Minimizing Errors Helps Fund Firms Retain Investors

MIAMI - David Driskill doesn't believe in chance. He believes in statistics. The co-founder of National Quality Review of Boston says that statistics prove that even by reducing the margin of error slightly, mutual fund companies can increase investor retention.

"When we make a mistake, we are more likely to lose a shareholder," said Driskill during a presentation at The National Investment Company Service Association conference here last month. And with that shareholder go his or her assets, fees and commissions.

While all investment companies are concerned about errors, few can actually quantify the dollar value of the cost. Yet identifying that number can become a critical tool that separates one mutual fund from another in an increasingly crowded and sideways-moving marketplace. "That's a real prevention strategy," said Driskill in a subsequent interview. "If you know that data, you can go after preventing errors on a go-forward basis."

For retail investors, that means better overall customer service. For fund companies, it's a solid business plan.

"Retaining investors may be less expensive than always being on the quest to find new investors," said Geoff Bobroff, principal of Bobroff Consulting in East Greenwich, R.I.

In the Darwinian world of mutual funds, performance comes first, said Jason Karceski, an associate professor of finance at the University of Florida's Warrington Business School. But the fiercest competition, especially in a down market, Driskill countered, takes place between the funds clustered around the benchmark, where relatively uniform performance makes service the primary means for a fund to distinguish itself.

"People tend to be more forgiving about investment result shortfalls, versus screwing up their account," through posting incorrect performance, misdirecting an order or prematurely liquidating shares, Bobroff said. And a fraction of those clients will respond by pulling their portfolios.

With the average account valued at, conservatively, about $12,000, losing one or two shareholders may not seem like a big deal. But companies that take an honest look at the number of mistakes employees make, and the potential losses, could be surprised, Driskill said.

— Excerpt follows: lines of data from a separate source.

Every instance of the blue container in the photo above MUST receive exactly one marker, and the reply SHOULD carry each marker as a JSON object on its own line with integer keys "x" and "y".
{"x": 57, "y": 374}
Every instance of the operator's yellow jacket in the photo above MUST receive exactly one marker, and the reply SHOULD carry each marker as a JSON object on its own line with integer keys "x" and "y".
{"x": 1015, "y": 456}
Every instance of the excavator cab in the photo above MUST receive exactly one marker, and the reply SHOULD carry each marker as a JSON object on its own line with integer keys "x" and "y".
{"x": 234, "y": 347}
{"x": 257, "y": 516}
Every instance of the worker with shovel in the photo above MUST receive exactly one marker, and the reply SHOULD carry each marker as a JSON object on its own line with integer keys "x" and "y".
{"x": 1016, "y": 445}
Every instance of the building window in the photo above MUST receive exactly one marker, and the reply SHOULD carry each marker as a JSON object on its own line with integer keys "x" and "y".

In 2004, National Quality Review conducted a survey of manual transactions. Based on those findings, the company estimated that an average mutual fund company made 24,400 financial errors that year, not counting non-financial errors, such as misspelling a client's name or failing to change a mailing address. Although Driskill emphasized that figure is only a broad average based on a wide range of data and represents only a tiny proportion of total transactions that a company may process each year, the impact is still measurable.

In 2000, TARP, which later merged with Customer Insites to become e-satisfy of London, found that 20% of retail banking customers who found financial errors in their accounts were likely to pull their money out and go to a competitor.

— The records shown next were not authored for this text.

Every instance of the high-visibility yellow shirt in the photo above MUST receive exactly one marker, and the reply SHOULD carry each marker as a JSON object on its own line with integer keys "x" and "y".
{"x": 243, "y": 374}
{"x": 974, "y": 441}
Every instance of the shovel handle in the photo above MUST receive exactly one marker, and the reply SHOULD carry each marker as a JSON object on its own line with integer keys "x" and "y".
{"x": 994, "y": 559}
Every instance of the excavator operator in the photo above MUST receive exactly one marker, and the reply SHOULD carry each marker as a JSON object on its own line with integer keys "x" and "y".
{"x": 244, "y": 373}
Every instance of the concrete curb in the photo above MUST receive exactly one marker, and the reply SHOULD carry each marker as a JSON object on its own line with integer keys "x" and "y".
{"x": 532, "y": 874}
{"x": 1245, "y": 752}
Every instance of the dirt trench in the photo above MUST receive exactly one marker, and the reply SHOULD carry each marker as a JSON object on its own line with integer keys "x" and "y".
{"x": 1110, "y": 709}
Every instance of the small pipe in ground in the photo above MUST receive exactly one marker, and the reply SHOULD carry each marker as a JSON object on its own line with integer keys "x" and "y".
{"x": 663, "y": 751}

But because retail fund investors typically scrutinize their statements infrequently - the average investor interacts with his or her fund complex fewer than five times a year - and because moving between mutual funds involves far more energy and paperwork than hopping between, say, checking accounts, when it comes to migrating between mutual funds, Driskill cut that number in half, to 10%.

That statistic, combined with the estimated number of errors, and the average account value, means that processing errors alone may have cost the average mutual fund company about $29.28 million in managed assets in 2004.

Plug in the proportion a specific advisor charges in fees - usually a basis point-anchored figure that varies from company to company - and fund complexes can calculate the bottom-line effect of error on profits.

Some may say that's the cost of doing business. But Driskill calls it "the cost of quality."

It might seem like peanuts at first blush - perhaps only a few hundred thousand dollars in a billion-dollar fund. But it might also mean five fewer employees, or 10 support staff. And if the number of employees drops but the workload remains consistent, more mistakes are likely, and the potential for losing customers continues to creep upward.

Successful funds, however, anticipate errors and control them, Driskill said, and one way to reduce errors is to increase training. Too often, he said, fund executives confuse customer satisfaction with courteous representatives. But service training transcends manners; it means accuracy. "If I've got a fund that outperforms the market, I can be Attila the Hun, but I can't make mistakes," he said.

Years ago, top-performing funds, on average, provided seven days' more training than their average-performing counterparts, he said. In the go-go late 90s, as transaction volumes increased, top performers' errors remained steady, while errors in the average fund spiked.

Today, the strategies have changed slightly. Rather than provide more formal training at the outset, top-performers emphasize consistent quality from day one, through employee reviews, regular reports and quality-strategy meetings. "It's continuously providing input and focusing on quality" through regular internal spot-checks, Driskill said.

Quality control also means making sure not to outsource any task a company's own staff hasn't mastered. "If you don't do it well, what are the odds anyone else is going to it well?" Driskill asked.

Finally, companies should also adopt or devise a "best practice" approach that gels with their own firm's philosophy and culture, and then stick to it. "They all work, and the reason they all work is because at the bottom, they are anchored to statistical tools," Driskill said.